In the following example, there is a parent and a child. Notice the owner references are still included. If I delete the parent using --cascade=orphan, the parent is deleted but the child still exists:

kubectl get configmap
NAME           DATA   AGE
mymap-child    0      13m8s
mymap-parent   0      13m8s

kubectl delete --cascade=orphan configmap/mymap-parent
configmap "mymap-parent" deleted

kubectl get configmap
NAME          DATA   AGE
mymap-child   0      13m21s

The --cascade option links to the propagation policy in the API, which allows you to change the order in which objects are deleted within a tree. In the following example uses API access to craft a custom delete API call with the background propagation policy:

kubectl proxy --port=8080 &
Starting to serve on 127.0.0.1:8080

curl -X DELETE \
  localhost:8080/api/v1/namespaces/default/configmaps/mymap-parent \
  -d '{ "kind":"DeleteOptions", "apiVersion":"v1", "propagationPolicy":"Background" }' \
  -H "Content-Type: application/json"
{
  "kind": "Status",
  "apiVersion": "v1",
  "metadata": {},
  "status": "Success",
  "details": { ... }
}

Note that the propagation policy cannot be specified on the command line using kubectl. You have to specify it using a custom API call. Simply create a proxy, so you have access to the API server from the client, and execute a curl command with just a URL to execute that delete command.

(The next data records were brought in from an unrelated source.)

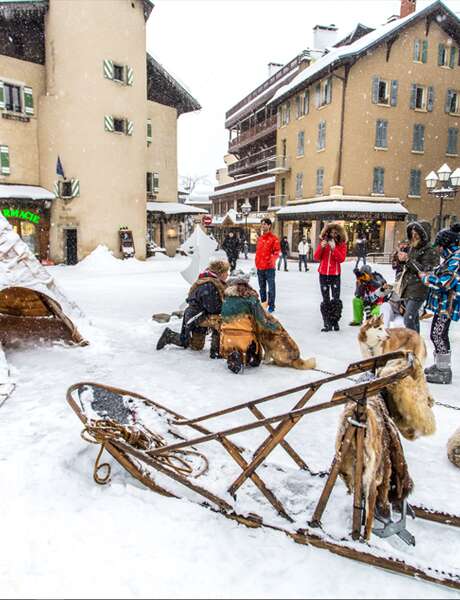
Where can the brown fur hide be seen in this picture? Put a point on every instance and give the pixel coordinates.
(409, 401)
(386, 478)
(453, 448)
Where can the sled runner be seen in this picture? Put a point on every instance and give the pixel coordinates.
(180, 457)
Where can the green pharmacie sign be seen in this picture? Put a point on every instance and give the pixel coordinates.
(24, 215)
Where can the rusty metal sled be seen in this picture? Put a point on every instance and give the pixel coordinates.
(179, 457)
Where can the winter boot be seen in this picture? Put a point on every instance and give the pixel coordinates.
(442, 372)
(325, 312)
(215, 345)
(235, 362)
(169, 337)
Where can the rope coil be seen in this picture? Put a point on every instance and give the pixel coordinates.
(104, 431)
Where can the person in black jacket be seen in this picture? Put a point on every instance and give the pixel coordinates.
(284, 253)
(204, 301)
(231, 246)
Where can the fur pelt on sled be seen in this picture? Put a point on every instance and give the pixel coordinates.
(386, 478)
(409, 401)
(453, 448)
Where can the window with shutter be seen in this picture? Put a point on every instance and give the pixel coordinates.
(381, 137)
(414, 182)
(452, 141)
(4, 160)
(378, 181)
(300, 143)
(319, 181)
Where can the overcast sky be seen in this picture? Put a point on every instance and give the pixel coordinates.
(220, 49)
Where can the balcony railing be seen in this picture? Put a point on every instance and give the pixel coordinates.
(252, 163)
(278, 164)
(276, 201)
(253, 133)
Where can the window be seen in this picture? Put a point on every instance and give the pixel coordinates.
(324, 92)
(299, 185)
(453, 102)
(420, 51)
(300, 143)
(384, 92)
(381, 134)
(418, 138)
(119, 125)
(452, 140)
(378, 182)
(321, 143)
(422, 97)
(118, 73)
(12, 95)
(320, 181)
(414, 182)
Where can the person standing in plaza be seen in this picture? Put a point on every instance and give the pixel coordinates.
(330, 253)
(267, 251)
(303, 250)
(284, 253)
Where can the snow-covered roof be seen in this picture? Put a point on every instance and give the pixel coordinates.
(244, 186)
(343, 54)
(25, 192)
(174, 208)
(335, 208)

There are three different options for the propagation policy:

  • Foreground: Children are deleted before the parent (post-order)
  • Background: Parent is deleted before the children (pre-order)
  • Orphan: Owner references are ignored

Keep in mind that when you delete an object and owner references have been specified, finalizers will be honored in the process. This can result in trees of objects persisting, and you end up with a partial deletion. At that point, you have to look at any existing owner references on your objects, as well as any finalizers, to understand what’s happening.

Forcing a Deletion of a Namespace

There's one situation that may require forcing finalization for a namespace. If you've deleted a namespace and you've cleaned out all of the objects under it, but the namespace still exists, deletion can be forced by updating the namespace subresource, finalize. This informs the namespace controller that it needs to remove the finalizer from the namespace and perform any cleanup:

cat <<EOF | curl -X PUT \
  localhost:8080/api/v1/namespaces/test/finalize \
  -H "Content-Type: application/json" \
  --data-binary @-
{
  "kind": "Namespace",
  "apiVersion": "v1",
  "metadata": {
    "name": "test"
  },
  "spec": {
    "finalizers": null
  }
}
EOF

This should be done with caution as it may delete the namespace only and leave orphan objects within the, now non-exiting, namespace - a confusing state for Kubernetes. If this happens, the namespace can be re-created manually and sometimes the orphaned objects will re-appear under the just-created namespace which will allow manual cleanup and recovery.

Key Takeaways

As these examples demonstrate, finalizers can get in the way of deleting resources in Kubernetes, especially when there are parent-child relationships between objects. Often, there is a reason for adding a finalizer into the code, so you should always investigate before manually deleting it. Owner references allow you to specify and remove trees of resources, although finalizers will be honored in the process. Finally, the propagation policy can be used to specify the order of deletion via a custom API call, giving you control over how objects are deleted. Now that you know a little more about how deletions work in Kubernetes, we recommend you try it out on your own, using a test cluster.